The jury awarded $3.3 million.
Citation: Johnson v. C.R. Bard, Inc., No. 3:19-cv-00760-wmc (W.D. Wis. June 17, 2021).
Plaintiff counsel: AAJ member Joseph R. Johnson, West Palm Beach, Fla.; and AAJ member Ben C. Wright, AAJ member Thomas W. Arbon, and Jason Voelke, all of Dallas.
Comment: See also McMan v. C.R. Bard, Inc., 2021 WL 3079894 (E.D. Mich. July 21, 2021). There, in August 2010, Mary Lou McMan was treated with a C.R. Bard Eclipse IVC Filter before undergoing gastric bypass surgery. In October 2012, her primary care physician ordered a spinal X-ray, which showed that the filter had a missing leg that embolized on the left side of McMan’s pelvis. McMan was not informed of this, however. In December 2014, McMan was referred for another X-ray, which showed a foreign object in the soft tissue of her pelvis, a condition that was unchanged since the previous X-ray. In April 2015, a vascular surgeon observed metallic densities present for at least three years, and this was attributed to the IVC filter. McMan sued C.R. Bard and Bard Peripheral Vascular, Inc., in a multidistrict litigation proceeding in December 2016. The case was later transferred to federal district court in Michigan. The defense moved for summary judgment on limitations grounds.
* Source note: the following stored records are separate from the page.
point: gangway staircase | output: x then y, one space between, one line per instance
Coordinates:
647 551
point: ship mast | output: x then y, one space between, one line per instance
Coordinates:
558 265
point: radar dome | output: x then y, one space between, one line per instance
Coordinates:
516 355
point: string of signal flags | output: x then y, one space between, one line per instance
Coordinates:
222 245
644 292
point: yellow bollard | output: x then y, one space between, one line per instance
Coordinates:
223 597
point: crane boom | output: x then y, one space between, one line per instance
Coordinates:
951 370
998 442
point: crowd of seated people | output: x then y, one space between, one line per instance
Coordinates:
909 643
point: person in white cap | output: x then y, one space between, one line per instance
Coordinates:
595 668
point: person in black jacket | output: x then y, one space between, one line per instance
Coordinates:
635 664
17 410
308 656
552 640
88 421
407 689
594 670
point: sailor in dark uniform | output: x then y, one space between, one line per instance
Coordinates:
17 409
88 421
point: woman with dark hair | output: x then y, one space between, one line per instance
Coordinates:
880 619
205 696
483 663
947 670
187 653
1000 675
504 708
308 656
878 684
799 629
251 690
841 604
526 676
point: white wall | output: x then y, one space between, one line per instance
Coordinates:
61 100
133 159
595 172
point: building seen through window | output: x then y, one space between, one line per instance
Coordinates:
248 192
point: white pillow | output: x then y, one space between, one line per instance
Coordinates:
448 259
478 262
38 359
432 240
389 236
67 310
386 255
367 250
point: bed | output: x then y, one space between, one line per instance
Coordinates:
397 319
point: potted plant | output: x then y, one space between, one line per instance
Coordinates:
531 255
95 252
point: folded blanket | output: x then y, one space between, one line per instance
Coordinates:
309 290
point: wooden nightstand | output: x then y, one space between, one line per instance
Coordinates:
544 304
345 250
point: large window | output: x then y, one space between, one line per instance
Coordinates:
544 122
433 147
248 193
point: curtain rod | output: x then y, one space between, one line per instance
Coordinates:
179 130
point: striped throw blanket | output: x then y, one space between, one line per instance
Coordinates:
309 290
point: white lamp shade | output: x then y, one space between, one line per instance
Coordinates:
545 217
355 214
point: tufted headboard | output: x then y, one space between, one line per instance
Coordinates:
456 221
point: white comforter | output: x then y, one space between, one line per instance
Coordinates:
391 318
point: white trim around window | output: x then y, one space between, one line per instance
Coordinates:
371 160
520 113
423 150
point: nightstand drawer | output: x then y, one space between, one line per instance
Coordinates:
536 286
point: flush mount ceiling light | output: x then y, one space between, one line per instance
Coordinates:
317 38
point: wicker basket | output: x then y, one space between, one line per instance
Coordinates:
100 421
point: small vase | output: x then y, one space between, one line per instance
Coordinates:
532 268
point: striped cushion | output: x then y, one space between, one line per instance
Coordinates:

Granting the motion, the district court found that the three-year limitations period begins to run when a claim accrues. A claim accrues, the court added, when the wrong is committed, regardless of when damages result. Here, a strut on the Eclipse filter fractured sometime before October 2012. Thus, the court held that the three-year limitations period had expired in October 2015, more than a year before McMan filed her complaint.